Pattern 5: Graceful Degradation

Provide fallback behavior when systems fail.

from enum import Enum
from typing import Callable, Optional

class ServiceTier(Enum):
    """Service quality tiers"""
    PREMIUM = "premium"      # Full AI capabilities
    STANDARD = "standard"    # Cached + limited AI
    BASIC = "basic"         # Cached only
    EMERGENCY = "emergency"  # Static fallback

class GracefulDegradation:
    """
    Provide degraded service when full service unavailable
    """
    def __init__(self):
        self.current_tier = ServiceTier.PREMIUM
        self.cache = {}

    async def execute_with_fallback(
        self,
        request_id: str,
        query: str,
        premium_func: Callable,
        standard_func: Optional[Callable] = None,
        basic_func: Optional[Callable] = None
    ) -> tuple[str, ServiceTier]:
        """
        Execute with automatic fallback
        Returns (result, tier_used)
        """
        # Try premium (full AI)
        if self.current_tier == ServiceTier.PREMIUM:
            try:
                result = await premium_func(query)
                self.cache[query] = result  # Cache for future fallbacks
                return result, ServiceTier.PREMIUM
            except Exception as e:
                print(f"Premium service failed: {e}, falling back to standard")
                self.current_tier = ServiceTier.STANDARD

        # Try standard (limited AI)
        if self.current_tier == ServiceTier.STANDARD and standard_func:
            try:
                result = await standard_func(query)
                return result, ServiceTier.STANDARD
            except Exception as e:
                print(f"Standard service failed: {e}, falling back to basic")
                self.current_tier = ServiceTier.BASIC

        # Try basic (cache only)
        if self.current_tier == ServiceTier.BASIC:
            if query in self.cache:
                return self.cache[query], ServiceTier.BASIC
            elif basic_func:
                try:
                    result = await basic_func(query)
                    return result, ServiceTier.BASIC
                except Exception as e:
                    print(f"Basic service failed: {e}, using emergency fallback")
                    self.current_tier = ServiceTier.EMERGENCY

        # Emergency fallback
        return self._emergency_response(query), ServiceTier.EMERGENCY

    def _emergency_response(self, query: str) -> str:
        """Provide minimal emergency response"""
        return (
            "We're experiencing technical difficulties. "
            "Please try again in a few minutes, or contact support at support@example.com"
        )

    def recover_service_tier(self):
        """Attempt to recover to higher service tier"""
        if self.current_tier != ServiceTier.PREMIUM:
            print(f"Attempting to recover from {self.current_tier.value} to premium")
            self.current_tier = ServiceTier.PREMIUM

# Usage
class ResilientAgentSystem:
    def __init__(self):
        self.degradation = GracefulDegradation()

    async def premium_service(self, query: str) -> str:
        """Full AI service with all capabilities"""
        from langchain_openai import ChatOpenAI
        llm = ChatOpenAI(model="gpt-4", timeout=30)
        result = await llm.ainvoke(query)
        return result.content

    async def standard_service(self, query: str) -> str:
        """Limited AI service (faster/cheaper model)"""
        from langchain_openai import ChatOpenAI
        llm = ChatOpenAI(model="gpt-3.5-turbo", timeout=15)
        result = await llm.ainvoke(query)
        return result.content

    async def basic_service(self, query: str) -> str:
        """Rule-based service for common queries"""
        # Simple pattern matching for common queries
        if "hello" in query.lower():
            return "Hello! How can I help you today?"
        elif "status" in query.lower():
            return "All systems operational."
        else:
            raise Exception("No basic handler for this query")

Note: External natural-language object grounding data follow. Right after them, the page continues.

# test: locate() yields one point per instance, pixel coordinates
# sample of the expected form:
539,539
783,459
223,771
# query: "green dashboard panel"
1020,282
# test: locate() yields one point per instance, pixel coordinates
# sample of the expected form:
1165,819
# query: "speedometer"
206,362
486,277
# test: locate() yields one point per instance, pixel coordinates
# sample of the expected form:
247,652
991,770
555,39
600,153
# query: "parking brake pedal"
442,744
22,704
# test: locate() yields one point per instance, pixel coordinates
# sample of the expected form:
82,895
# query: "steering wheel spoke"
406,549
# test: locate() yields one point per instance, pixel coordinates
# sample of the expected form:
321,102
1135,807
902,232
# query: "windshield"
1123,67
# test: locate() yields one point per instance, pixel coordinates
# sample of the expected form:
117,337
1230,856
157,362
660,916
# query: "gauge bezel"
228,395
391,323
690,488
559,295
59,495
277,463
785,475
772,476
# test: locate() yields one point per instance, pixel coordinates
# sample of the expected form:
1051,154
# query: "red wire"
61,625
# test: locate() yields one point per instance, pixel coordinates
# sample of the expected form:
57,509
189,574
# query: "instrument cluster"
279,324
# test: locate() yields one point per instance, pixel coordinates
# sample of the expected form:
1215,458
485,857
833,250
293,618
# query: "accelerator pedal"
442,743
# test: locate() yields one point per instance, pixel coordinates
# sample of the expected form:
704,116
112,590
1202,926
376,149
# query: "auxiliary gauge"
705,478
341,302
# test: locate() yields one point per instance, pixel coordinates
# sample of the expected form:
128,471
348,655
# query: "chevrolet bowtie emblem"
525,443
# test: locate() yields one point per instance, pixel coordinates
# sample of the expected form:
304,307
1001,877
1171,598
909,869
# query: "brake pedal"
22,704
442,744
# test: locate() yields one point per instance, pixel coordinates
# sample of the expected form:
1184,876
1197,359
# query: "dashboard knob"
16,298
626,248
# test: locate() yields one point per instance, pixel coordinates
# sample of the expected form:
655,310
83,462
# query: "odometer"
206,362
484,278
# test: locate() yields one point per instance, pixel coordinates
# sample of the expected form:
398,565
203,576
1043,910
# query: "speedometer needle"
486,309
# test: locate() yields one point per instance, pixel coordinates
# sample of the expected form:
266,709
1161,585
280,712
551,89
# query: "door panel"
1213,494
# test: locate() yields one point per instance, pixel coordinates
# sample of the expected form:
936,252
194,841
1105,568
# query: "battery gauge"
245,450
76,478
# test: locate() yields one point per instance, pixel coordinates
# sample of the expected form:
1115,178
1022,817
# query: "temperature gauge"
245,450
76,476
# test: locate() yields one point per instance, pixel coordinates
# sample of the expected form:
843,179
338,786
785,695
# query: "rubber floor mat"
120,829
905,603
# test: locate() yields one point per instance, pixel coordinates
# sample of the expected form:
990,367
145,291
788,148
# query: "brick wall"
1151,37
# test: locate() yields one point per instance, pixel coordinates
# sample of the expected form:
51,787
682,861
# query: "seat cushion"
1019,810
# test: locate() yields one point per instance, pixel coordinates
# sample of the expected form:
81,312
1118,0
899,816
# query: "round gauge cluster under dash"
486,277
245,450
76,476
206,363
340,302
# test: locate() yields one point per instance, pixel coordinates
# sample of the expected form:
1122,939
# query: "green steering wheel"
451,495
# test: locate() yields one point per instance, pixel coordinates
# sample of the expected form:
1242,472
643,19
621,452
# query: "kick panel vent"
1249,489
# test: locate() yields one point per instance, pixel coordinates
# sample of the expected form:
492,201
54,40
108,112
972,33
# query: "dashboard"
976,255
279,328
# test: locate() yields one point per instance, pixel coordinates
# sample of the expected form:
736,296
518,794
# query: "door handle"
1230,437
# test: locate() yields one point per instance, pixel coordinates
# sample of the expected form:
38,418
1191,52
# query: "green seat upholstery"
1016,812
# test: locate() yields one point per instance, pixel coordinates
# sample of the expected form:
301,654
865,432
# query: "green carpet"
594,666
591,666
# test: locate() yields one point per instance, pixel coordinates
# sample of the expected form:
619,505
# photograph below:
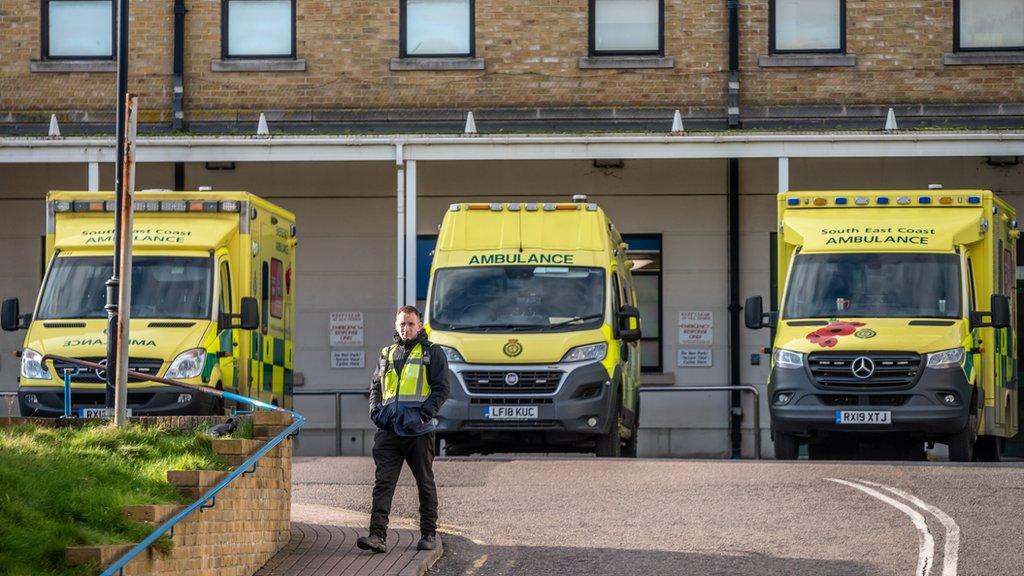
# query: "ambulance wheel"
989,449
962,443
786,447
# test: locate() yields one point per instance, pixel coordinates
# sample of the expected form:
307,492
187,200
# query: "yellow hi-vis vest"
413,385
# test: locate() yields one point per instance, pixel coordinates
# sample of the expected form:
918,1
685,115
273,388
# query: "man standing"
409,387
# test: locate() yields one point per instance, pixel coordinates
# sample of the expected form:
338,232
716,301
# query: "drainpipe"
177,97
736,410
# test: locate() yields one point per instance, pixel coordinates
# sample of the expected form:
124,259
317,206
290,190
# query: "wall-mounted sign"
347,359
346,329
693,358
696,328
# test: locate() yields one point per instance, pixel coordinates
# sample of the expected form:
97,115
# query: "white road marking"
926,553
950,554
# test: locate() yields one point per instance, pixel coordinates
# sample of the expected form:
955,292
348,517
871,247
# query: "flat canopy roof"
547,147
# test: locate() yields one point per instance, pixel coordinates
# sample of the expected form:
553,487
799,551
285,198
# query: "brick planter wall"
250,522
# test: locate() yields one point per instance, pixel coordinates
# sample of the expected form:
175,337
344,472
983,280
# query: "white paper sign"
347,359
693,358
696,328
346,329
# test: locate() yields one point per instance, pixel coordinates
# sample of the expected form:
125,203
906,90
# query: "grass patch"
65,487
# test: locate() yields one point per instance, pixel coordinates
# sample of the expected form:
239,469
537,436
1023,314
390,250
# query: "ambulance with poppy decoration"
895,323
535,306
213,301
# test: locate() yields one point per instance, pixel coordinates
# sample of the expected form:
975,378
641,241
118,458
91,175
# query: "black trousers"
390,450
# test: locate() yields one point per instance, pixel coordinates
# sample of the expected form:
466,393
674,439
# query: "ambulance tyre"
610,445
786,447
962,443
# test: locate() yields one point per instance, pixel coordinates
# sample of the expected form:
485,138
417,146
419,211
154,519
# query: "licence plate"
863,417
97,413
510,412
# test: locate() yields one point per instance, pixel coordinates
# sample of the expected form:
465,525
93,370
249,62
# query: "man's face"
408,325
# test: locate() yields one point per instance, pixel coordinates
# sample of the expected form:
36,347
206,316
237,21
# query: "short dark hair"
409,310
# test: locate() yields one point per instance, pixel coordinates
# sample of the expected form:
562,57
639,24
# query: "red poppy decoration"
828,336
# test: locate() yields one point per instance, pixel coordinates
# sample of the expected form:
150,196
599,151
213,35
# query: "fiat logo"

    async def handle_request(self, request_id: str, query: str) -> dict:
        """Handle request with graceful degradation"""
        result, tier = await self.degradation.execute_with_fallback(
            request_id=request_id,
            query=query,
            premium_func=self.premium_service,
            standard_func=self.standard_service,
            basic_func=self.basic_service
        )

        return {
            "request_id": request_id,
            "result": result,
            "service_tier": tier.value,
            "degraded": tier != ServiceTier.PREMIUM
        }

# Example
async def main():
    system = ResilientAgentSystem()

    # Simulate various service conditions
    requests = [
        "What is machine learning?",
        "Hello",
        "What's the status?",
        "Complex query requiring AI"
    ]

    for i, query in enumerate(requests):
        response = await system.handle_request(f"req-{i}", query)
        print(f"\nRequest {i}:")
        print(f"  Query: {query}")
        print(f"  Tier: {response['service_tier']}")
        print(f"  Result: {response['result'][:100]}...")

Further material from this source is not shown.